KuafuDet    
Automated poisoning attacks and defenses in malware detection systems: An adversarial machine learning approach

Overview

Today, sophisticated attackers can adapt by maximally sabotaging machine-learning classifiers via polluting training data, rendering most recent machine learning-based malware detection tools (such as Drebin and DroidAPIMiner) ineffective.

We explore the feasibility of constructing crafted malware samples; examine how machine-learning classifiers can be misled under three different threat models; then conclude that injecting carefully crafted data into training data can significantly reduce detection accuracy.
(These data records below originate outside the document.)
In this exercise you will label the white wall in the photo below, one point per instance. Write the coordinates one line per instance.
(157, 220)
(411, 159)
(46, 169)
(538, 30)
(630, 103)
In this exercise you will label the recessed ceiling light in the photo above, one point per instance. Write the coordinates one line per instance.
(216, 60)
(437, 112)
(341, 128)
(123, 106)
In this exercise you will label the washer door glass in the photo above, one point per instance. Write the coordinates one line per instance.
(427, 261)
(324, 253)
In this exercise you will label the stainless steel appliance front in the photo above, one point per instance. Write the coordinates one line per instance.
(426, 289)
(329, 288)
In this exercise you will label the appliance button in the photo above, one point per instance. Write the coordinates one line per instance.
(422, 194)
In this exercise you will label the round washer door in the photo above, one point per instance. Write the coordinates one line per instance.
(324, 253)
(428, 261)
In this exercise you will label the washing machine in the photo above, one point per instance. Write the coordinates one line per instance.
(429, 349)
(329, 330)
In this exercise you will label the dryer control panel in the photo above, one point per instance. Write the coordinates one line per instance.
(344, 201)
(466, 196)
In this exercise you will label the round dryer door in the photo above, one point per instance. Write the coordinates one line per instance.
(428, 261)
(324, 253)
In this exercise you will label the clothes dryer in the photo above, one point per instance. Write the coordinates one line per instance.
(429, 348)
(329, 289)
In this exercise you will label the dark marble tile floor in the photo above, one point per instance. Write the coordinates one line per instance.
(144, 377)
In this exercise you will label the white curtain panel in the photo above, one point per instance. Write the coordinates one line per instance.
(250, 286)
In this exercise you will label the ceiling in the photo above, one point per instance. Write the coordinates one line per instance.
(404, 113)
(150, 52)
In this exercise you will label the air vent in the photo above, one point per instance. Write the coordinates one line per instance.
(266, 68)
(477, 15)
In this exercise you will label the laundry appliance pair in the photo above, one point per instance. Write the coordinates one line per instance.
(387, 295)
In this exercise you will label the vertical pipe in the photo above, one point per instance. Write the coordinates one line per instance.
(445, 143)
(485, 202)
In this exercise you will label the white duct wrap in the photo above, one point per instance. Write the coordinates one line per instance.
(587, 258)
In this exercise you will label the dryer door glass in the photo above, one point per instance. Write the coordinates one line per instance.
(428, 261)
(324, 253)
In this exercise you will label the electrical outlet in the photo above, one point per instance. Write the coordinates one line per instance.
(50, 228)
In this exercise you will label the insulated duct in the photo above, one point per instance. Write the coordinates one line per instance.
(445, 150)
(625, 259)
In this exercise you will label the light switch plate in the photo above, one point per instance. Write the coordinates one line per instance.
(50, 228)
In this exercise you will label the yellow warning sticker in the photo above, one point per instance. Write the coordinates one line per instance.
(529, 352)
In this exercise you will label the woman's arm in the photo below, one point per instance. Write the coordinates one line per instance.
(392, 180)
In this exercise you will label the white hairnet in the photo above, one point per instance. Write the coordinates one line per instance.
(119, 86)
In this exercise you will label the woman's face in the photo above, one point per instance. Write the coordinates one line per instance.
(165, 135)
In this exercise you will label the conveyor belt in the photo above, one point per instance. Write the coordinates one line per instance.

We propose KuafuDet, a two-phase learning enhancing approach that learns mobile malware by adversarial detection. KuafuDet includes an offline training phase that selects and extracts features from the training set, and an online detection phase that utilizes the classifier trained by the first phase.

To further address the adversarial environment, these two phases are intertwined through a self-adaptive learning scheme, wherein an automated camouflage detector is introduced to filter the suspicious false negatives and feed them back into the training phase. We finally show KuafuDet significantly reduces false negatives and boosts the detection accuracy by at least 15%.

Contact: ecnuchensen AT gmail.com


Publication

Automated poisoning attacks and defenses in malware detection systems: An adversarial machine learning approach

Sen Chen, Minhui Xue, Lingling Fan, Shuang Hao, Lihua Xu, Haojin Zhu and Bo Li   Elsevier Computer & Security (accepted)


Policy

We make the malicious Android applications used in the paper as well as our experiments results publicly availale to other researchers.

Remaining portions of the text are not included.